Wilkinson, who specialises in health and medicine and frequently writes for specialist publications such as The BMJ, Lancet and Pulse, told Press Gazette: “Especially working in health journalism, the only thing that really annoys me is you see so much misinformation on Twitter, just so much, and you think hang on a minute – I’m doing really well researched in-depth, proper journalism, award-winning journalism that’s being published in really eminent publications and it would be nice if people would just immediately see that blue tick and trust that that’s what it is.”
She added that Twitter is the social platform where many figures in the medical field speak to each other and to journalists, but that being without a blue tick when staff journalists at the publications she works for have them makes her feel like a “second class citizen, like I’m not actually doing this job, like I’m just pretending at it”.
Wilkinson said: “I also use it a lot to find contacts, find stories, have conversations with people and I think that’s part of the reason why I’ve kept trying to chip away at this because I feel like the staff journalists who do the same job as me and working in that same space are verified and I somehow look second rate to that so it’s frustrating when that’s the platform through which you do a lot of your work and find a lot of your contacts.”
She noted that Twitter has a separate category for freelance journalists in the verification process so they “obviously believe this is a category that is important for verifying” for reasons of tackling misinformation and trust in news sources. “And yet, there is a massive flaw in how your system is working.”
Twitter says to be approved freelance journalists must have an active account provide three articles crediting them as the author from a verified news organisation within the past six months, as well as a photo of their Government-issued ID
They are also told it will help if verified websites or news articles reference their Twitter handle or registered email address – although many news outlets do not have this in their style for freelances.
Wilkinson has on more than one occasion been rejected because she was not “notable” enough.
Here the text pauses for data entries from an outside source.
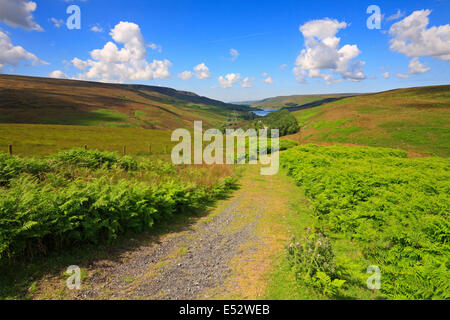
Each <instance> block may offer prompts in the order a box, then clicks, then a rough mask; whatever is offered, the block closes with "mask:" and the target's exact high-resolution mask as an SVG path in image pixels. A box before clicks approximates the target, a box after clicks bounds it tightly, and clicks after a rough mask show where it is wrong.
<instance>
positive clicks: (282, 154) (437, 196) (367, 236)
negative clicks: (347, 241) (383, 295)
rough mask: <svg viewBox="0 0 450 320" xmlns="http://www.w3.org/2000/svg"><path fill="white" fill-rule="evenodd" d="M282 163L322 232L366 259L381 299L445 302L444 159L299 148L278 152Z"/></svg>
mask: <svg viewBox="0 0 450 320" xmlns="http://www.w3.org/2000/svg"><path fill="white" fill-rule="evenodd" d="M281 164H282V166H284V167H285V168H287V170H288V173H289V175H290V176H292V177H293V179H294V180H295V181H296V182H297V184H298V185H301V186H303V188H304V190H305V193H306V194H307V195H308V196H309V197H310V198H311V200H312V203H313V210H314V212H315V214H316V215H317V217H318V223H319V227H320V229H321V230H329V231H330V232H334V233H336V234H341V235H346V236H348V237H350V238H351V239H352V240H353V241H354V242H355V243H357V244H358V246H359V247H360V249H361V251H362V253H363V255H364V256H365V257H366V258H367V259H369V260H372V261H377V264H378V265H379V267H380V268H381V271H382V275H383V284H382V288H381V291H382V293H383V294H385V295H386V296H387V297H389V298H394V299H395V298H398V299H432V298H439V299H447V298H449V292H450V281H449V280H448V279H449V275H450V272H449V268H450V265H449V263H448V262H449V261H450V242H449V240H450V232H449V230H450V223H449V212H450V199H449V194H450V192H449V191H450V173H449V172H450V170H449V169H450V167H449V162H448V159H444V158H436V157H430V158H416V159H410V158H407V154H406V152H404V151H398V150H392V149H380V148H365V147H344V146H331V147H318V146H301V147H295V148H292V149H290V150H288V151H286V152H285V153H283V154H281ZM360 267H361V269H365V268H367V266H360Z"/></svg>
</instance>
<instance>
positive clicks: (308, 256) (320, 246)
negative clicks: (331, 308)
mask: <svg viewBox="0 0 450 320" xmlns="http://www.w3.org/2000/svg"><path fill="white" fill-rule="evenodd" d="M286 251H287V256H288V261H289V263H290V265H291V268H292V269H293V271H294V274H295V277H296V279H297V281H300V282H304V283H305V284H308V285H311V286H312V287H313V288H315V289H317V290H319V291H320V292H321V293H322V294H325V295H338V294H339V289H340V288H341V287H342V285H343V284H344V283H345V281H344V280H341V279H338V278H337V270H336V261H335V254H334V251H333V248H332V244H331V241H330V240H329V238H328V237H326V236H324V235H323V234H322V233H321V232H312V231H311V228H308V230H307V232H306V235H305V236H304V237H303V238H301V239H299V240H298V239H297V238H296V237H294V238H292V240H291V242H290V243H289V245H287V247H286Z"/></svg>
She said: “They want more proof that I’m notable but there’s no way – you can’t mention awards that you’ve won or anything else to do with your experience other than the articles that you’ve written.”
Canter, who writes money, health and lifestyle news and features for many specialist and national newspaper titles, said she was frustrated that the inconsistent approach made the whole concept seem arbitrary and called the system “irrational and opaque”.
She also questioned why some younger and more junior journalists had been verified while longer-established ones had not, and suggested Twitter may have a poorly functioning algorithm making the decisions rather than real people.
Asked why getting the blue tick was worth it, she said: “I do feel slightly more confident in some ways maybe even if it’s subconsciously. Sometimes I write stuff that might be slightly more edgy or a bit more controversial and I think on those slightly more difficult topics, I do feel a bit like people take me a bit more seriously because I’ve got that tick.
“But if anything, it’s more pride than anything else if I’m completely honest. It doesn’t make any difference to the amount of work I get or who will speak to me but I just feel like well, I am a genuine journalist so Twitter should recognise that.”
One of the freelance journalists, mostly from the UK but also the US, Germany and India, to sign the list was Georgina Fuller, who has been a journalist for more than 18 years and freelance writing for national newspapers and magazines for more than 12. She told Press Gazette she has twice applied to be verified on Twitter and been “resoundingly rejected even though I meet the basic criteria of having bylines in recognised media outlets in the last six months”.
Fuller said: “The battle over blue ticks and Twitter verification has been raging for years but I think it’s particularly frustrating for freelance journalists who rely on social media for work,” she said. “It’s our window, or shop front, to the world. If we’re pitching to a new commissioning editor, having a blue tick has got to help fast track the process.
“Most of the freelancers I know who have blue ticks got them while they were doing a staff job but the whole process seems completely random and arbitrary for long-term freelancers like me. Twitter needs to be more transparent in its selection process and provide details if it rejects an application.”
A Twitter spokesperson told Press Gazette: “We strive to be consistent in our verification decisions and will weigh every new application, regardless of who it comes from, based on our policy criteria. You’re welcome to reapply for verification after 30 days if you feel that your application should not have been rejected.”
They did not respond to questions asking for further guidance for journalists making applications or questioning whether a human or an algorithm was responsible for the decisions.